大きく跳躍し、個体は違えど以前と変わらぬ巨大な牙をむいたライガー。いやあ、最初の戦いから四年か。あんときゃまだズブのトーシローだったが、今は違うぜ。
俺をかみ砕こうとガチリと歯と歯を打ち鳴らすライガーだが、そこに俺はいない。縦に裂けた邪悪な瞳が、鼻先に佇む俺を見た。縮地法っつってな? 本来は相手との間合いを詰めるとき、動きの起こりを作らず重力を利用して移動する技法だ。今はバックステップ代わりに使った。どうだ? その場から動かず、何もしていないのに避けたように見えただろ? んでもって既に反撃の準備も整えているぜ。

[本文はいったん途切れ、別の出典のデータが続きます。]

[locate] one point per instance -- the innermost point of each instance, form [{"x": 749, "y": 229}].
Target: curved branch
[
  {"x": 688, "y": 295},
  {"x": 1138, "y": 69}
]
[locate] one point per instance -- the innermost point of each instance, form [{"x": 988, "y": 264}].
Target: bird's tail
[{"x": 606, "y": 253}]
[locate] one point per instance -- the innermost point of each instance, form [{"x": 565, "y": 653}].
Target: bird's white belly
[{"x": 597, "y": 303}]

ライガーに対して半身に構え、左足を軸に大きく下げていた右足を、下がった勢いに逆らうように反発させ、振り子のように大きく水平に薙いで思い切り隙だらけの横っ面に叩きこんだ。
「グボオオオオオオオオッ!?」
俺に蹴飛ばされ地面を五回転ほど転がり、足を震わせながら立ち上がるライガー。そこそこの強さで蹴ったつもりだが、思ったより転がったな。もう生身でもコイツに負けはしないだろう。右手をヤイヴァに差し出すと、待ってたぜと喜びながら俺の手を握り、剣へ変身して手の平へ収まった。接近戦は危険だと判断したのか、ライガーが顎を大きく開き、深淵の焔を吐き出そうと口内に溜めてしているが、そのパターンは予測済みだ。顎を開く前より走り出して目前まで近寄っている。口の中にヤイヴァを突き刺しブレスを中断させ、牙を掴んで逃げられないよう抑え込んだ。じたばたと暴れようとするたびに喉奥に刺したヤイヴァで刺激し、激痛を走らせ動きを鈍らせる。それでもライガーはもがき、顎をガタガタと動かし俺から逃れようとした。

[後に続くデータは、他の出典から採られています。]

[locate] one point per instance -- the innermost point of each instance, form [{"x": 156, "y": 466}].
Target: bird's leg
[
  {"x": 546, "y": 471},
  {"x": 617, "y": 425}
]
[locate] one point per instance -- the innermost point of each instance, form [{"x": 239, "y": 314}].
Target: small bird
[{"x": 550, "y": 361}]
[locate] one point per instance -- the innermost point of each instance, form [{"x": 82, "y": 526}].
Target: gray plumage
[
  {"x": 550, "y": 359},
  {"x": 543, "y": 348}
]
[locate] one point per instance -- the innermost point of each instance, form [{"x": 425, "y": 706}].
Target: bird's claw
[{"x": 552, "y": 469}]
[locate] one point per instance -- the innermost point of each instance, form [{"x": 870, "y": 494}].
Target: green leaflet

「おい、いつまでこんなクセえ所にいさせる気だ。遊ぶのも悪かねえけど、オレのことも考えてくれよ」
「わりいわりい。ちょいと意趣返しがしたくてな。未練とも言うが」
前回は奥歯ガタガタいわせてやるって言って出来なかったからな。サブターゲットみたいなもんだ。愚痴を零すヤイヴァを引き抜き、破力を漲らせながら牙を強く握り、強化した力任せにライガーを大きく振り回す。フルスイングされ自重と遠心力に耐えられなくなった牙が折れ、そのまま勢いに乗ったライガーが高く宙を舞う。
「そんじゃいくぜ、ヤイヴァ!」
「おうっ! どんとこいや!」
破力を解放しヤイヴァへ流し込む。透き通る幾何学模様の結晶は赤黒く染まり、剣の中心の穴にヤイヴァが構築した陣を妖しく不気味に輝かせた。陣に描かれた式に従い、形態と性質を変化させた破力が行き場を求めて暴れまわる。背負い込むように大きくヤイヴァを振りかぶり、距離など関係なしと目前の敵を切るかのように上段切りを繰り出し、勢いと共にヤイヴァを纏う破力を一気に解放した。
「「【
破力は赤黒い三日月型の巨大な斬撃と化し飛翔する。宙を舞い身動きが取れずなすすべは無いライガーの頭から尾までを通り抜け、真っ二つに裂いた。絶命したライガーは瘴気をまき散らしながら落下し、重い地響きを二つ鳴らした。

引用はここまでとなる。